My background is two different science majors and an advanced diploma in biotechnology, so I am stubborn as hell. There is pretty much only one thing that can ever sway me away from my position, facts. To my delight, I had the opportunity to listen to Betty-Lou Souter speak about her organization, community care. Why is this to my delight? Simply because she had facts, and they were informative and eye opening. Here main focus is on poverty, but in a unique way. She focuses on poverty in her area.
This concept has always made sense to me, fix at home before you fix your neighbours. We currently have a disparity within our backyard, there are currently 10 641 individuals on the affordable housing waiting list (Niagara Region 2011). Of those, 2022 are families with children, and it is increasing, so that number greater than 10 000 is getting even larger. In 2011 there were 1800 households at risk of becoming homeless and just over 800 individuals. This does not include those that are currently homeless; they are a much harder problem to collect data on. Last shocking fact, in 2011 400 000 people were accessing food banks, mind you this may include repeat visits for regular patrons, but regardless this is a huge number. So it looks like we need to fix here, shouldn’t we?

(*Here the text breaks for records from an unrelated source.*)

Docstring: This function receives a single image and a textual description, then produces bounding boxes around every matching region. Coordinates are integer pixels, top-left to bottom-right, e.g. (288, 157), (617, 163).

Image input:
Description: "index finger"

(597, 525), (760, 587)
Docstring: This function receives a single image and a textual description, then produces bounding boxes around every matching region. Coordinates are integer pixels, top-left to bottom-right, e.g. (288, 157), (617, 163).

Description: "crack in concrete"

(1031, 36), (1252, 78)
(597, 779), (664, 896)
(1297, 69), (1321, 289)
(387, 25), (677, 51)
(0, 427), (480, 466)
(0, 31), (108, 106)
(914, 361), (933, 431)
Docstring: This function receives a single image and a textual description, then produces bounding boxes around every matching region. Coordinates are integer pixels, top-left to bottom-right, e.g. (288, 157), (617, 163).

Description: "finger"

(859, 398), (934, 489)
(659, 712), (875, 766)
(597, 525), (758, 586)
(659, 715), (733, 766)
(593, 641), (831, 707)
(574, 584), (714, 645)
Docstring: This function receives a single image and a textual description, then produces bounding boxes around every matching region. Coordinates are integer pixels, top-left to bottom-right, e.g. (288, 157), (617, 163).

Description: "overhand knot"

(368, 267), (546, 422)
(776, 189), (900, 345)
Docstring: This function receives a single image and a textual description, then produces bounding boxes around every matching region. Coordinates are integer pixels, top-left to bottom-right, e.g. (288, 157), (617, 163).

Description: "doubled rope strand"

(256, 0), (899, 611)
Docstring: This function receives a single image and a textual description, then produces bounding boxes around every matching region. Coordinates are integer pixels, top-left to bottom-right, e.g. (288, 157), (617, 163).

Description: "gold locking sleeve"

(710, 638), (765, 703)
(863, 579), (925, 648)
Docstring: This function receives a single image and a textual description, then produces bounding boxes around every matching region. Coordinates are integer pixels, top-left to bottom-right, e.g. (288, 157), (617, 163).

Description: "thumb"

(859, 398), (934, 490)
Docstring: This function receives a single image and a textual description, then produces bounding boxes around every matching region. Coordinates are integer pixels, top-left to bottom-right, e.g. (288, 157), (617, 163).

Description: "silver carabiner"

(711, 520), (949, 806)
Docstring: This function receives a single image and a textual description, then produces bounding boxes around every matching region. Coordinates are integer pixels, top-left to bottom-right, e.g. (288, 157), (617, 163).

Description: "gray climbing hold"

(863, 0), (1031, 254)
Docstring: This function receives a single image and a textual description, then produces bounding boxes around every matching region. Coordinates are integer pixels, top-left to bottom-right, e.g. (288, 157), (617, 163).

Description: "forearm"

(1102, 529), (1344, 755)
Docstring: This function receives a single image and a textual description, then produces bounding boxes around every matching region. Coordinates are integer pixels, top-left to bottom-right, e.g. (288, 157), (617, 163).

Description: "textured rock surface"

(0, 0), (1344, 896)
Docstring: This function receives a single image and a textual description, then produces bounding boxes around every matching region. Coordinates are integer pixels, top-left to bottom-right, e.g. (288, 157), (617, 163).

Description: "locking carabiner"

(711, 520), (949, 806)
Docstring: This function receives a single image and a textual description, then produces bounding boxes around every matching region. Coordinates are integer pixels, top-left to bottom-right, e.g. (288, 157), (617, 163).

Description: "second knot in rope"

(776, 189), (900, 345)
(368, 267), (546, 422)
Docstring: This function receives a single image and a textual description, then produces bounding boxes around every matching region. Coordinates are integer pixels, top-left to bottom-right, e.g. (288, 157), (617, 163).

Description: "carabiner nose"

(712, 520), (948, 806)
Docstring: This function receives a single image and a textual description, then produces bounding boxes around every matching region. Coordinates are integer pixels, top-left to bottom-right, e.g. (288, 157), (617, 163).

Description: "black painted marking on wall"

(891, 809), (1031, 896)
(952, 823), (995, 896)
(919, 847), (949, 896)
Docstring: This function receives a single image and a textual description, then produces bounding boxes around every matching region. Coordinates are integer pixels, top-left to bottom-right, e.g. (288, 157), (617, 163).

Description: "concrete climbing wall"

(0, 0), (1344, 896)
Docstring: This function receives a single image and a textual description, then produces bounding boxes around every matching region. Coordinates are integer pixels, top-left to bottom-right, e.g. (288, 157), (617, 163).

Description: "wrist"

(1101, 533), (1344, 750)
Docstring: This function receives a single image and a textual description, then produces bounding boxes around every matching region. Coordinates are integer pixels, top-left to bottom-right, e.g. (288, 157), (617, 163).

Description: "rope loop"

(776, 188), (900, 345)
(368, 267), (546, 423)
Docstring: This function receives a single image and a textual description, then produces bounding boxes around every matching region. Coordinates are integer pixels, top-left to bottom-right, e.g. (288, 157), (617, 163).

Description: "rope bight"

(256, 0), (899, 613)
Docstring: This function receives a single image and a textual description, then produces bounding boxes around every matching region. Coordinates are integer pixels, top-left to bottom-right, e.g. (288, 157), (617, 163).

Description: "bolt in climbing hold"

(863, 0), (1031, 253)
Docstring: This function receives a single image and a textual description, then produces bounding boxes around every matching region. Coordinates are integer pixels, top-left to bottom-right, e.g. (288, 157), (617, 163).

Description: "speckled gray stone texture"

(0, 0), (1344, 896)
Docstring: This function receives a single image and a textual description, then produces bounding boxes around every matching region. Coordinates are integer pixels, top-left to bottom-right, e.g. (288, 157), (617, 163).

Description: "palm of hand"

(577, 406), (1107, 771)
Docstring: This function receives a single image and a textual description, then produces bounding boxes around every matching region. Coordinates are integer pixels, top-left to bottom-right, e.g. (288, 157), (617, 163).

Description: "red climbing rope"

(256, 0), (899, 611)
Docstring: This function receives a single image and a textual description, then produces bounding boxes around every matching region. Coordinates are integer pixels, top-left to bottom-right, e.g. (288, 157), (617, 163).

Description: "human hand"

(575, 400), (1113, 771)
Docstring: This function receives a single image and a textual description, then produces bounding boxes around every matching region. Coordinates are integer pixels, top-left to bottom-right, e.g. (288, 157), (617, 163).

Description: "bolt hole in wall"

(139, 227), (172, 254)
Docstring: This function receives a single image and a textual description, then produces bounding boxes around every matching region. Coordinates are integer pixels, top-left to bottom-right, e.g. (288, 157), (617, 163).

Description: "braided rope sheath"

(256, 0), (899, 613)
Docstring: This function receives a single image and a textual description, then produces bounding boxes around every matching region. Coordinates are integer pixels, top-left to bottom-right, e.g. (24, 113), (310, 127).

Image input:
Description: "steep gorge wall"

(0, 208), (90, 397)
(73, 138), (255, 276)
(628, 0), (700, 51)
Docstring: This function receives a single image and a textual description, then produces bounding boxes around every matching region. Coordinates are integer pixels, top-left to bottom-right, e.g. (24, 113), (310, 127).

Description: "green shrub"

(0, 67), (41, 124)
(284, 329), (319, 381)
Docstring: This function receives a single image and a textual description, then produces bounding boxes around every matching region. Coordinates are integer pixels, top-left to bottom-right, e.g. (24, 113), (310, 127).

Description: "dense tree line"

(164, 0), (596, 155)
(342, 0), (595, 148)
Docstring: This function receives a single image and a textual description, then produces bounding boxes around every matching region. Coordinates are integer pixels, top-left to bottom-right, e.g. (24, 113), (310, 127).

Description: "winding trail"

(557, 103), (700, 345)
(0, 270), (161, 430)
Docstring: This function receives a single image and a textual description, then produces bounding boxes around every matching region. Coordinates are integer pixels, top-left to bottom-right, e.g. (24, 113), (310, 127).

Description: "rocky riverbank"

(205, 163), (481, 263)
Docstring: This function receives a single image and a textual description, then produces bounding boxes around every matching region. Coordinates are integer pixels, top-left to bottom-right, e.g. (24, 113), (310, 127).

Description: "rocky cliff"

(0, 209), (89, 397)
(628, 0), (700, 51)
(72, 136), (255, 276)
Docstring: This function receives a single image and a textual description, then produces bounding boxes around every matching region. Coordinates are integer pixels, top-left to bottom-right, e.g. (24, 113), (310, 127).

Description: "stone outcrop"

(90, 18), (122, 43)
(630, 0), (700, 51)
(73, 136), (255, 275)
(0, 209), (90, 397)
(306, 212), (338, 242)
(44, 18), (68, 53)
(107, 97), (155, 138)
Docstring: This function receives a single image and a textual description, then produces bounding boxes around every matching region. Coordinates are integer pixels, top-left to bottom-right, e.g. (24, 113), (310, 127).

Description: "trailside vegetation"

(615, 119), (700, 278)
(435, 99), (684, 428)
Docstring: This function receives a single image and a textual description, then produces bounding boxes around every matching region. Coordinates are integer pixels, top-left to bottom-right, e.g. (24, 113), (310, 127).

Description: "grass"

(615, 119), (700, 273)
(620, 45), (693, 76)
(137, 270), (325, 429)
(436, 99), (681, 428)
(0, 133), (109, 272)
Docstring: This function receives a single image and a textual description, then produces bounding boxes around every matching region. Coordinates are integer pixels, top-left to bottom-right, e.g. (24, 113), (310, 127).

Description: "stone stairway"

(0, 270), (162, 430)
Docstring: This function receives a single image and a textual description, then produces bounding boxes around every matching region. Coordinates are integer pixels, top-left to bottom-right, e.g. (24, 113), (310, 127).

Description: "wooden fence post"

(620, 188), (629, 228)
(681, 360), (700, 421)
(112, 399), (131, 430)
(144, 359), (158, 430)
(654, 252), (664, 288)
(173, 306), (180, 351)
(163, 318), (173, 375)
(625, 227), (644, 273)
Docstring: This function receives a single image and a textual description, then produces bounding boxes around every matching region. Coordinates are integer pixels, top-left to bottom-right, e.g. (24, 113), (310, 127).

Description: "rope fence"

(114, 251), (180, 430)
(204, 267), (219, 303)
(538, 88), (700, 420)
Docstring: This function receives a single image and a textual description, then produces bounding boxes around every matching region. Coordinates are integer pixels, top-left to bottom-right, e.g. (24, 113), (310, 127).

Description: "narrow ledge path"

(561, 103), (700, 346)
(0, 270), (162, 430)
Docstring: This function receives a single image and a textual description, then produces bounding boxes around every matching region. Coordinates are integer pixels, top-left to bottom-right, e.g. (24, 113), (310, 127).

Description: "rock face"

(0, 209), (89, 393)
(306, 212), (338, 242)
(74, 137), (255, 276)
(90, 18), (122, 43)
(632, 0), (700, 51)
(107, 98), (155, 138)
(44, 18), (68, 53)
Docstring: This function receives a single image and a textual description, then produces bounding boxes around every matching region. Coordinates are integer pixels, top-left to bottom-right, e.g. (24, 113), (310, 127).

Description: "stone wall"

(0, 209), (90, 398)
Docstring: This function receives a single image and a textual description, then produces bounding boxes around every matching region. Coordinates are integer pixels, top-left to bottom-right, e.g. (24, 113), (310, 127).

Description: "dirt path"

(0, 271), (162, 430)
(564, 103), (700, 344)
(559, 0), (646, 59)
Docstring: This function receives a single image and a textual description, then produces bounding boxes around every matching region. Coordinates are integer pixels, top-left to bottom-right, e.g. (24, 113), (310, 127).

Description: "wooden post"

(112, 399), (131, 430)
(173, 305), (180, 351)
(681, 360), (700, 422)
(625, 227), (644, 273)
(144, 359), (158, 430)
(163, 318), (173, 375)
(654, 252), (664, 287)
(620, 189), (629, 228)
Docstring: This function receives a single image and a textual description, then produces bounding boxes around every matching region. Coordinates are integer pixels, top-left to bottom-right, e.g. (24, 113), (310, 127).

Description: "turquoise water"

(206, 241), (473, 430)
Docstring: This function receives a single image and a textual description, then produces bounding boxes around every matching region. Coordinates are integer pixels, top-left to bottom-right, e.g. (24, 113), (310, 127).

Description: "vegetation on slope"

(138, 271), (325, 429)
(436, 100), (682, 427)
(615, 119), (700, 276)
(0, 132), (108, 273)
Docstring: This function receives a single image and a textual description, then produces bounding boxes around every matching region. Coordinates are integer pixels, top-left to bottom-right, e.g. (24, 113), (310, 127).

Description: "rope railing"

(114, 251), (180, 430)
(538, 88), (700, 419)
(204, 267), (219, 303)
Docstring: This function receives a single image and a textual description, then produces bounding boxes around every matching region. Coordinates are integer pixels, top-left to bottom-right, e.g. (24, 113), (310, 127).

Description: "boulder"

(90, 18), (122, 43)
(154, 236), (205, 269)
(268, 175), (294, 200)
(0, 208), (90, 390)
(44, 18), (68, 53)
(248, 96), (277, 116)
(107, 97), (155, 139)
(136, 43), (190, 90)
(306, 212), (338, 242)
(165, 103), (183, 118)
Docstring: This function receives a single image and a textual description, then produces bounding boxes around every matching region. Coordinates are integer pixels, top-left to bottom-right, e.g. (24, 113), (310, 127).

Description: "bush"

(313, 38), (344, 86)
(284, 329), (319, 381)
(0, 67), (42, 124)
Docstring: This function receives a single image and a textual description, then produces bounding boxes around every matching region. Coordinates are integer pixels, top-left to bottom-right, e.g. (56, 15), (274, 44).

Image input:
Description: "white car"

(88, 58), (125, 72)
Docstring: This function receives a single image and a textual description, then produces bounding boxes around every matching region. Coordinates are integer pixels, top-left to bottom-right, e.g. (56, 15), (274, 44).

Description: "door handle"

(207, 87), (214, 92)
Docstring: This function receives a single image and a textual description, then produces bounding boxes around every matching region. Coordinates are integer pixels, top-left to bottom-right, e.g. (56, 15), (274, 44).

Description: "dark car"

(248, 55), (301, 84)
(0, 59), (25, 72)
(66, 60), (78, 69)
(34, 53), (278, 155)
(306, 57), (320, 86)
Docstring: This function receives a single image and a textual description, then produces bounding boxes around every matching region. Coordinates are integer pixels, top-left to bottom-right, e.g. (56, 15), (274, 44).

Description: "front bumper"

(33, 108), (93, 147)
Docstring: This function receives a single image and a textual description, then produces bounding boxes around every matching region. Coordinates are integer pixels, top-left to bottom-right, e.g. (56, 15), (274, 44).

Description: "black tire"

Mrs. Souter is addressing this problem head on. As she mentioned in her talk, when she goes to politicians she goes ready to tell them these facts. Also her organization is directly dealing with as much of this as possible, above I mentioned there were 10 641 people on the affordable housing list in Niagara in 2011. Well in 2013 community care took 13 732 calls asking for help in getting housing. They are trying to help as many people as possible; they offer financial support food support, legal help everything and it is all provided by the community. There is no government funding, they are not allotted any funds but what they can generate. Interestingly Community Care does not just hand out the food; they offer information on eating healthy. They seek to empower the person using their facilities, it is not about cranking through cases and just providing a service. It is also about teaching good habits and offering independence. Community Care is a great example of helping by creating social capital.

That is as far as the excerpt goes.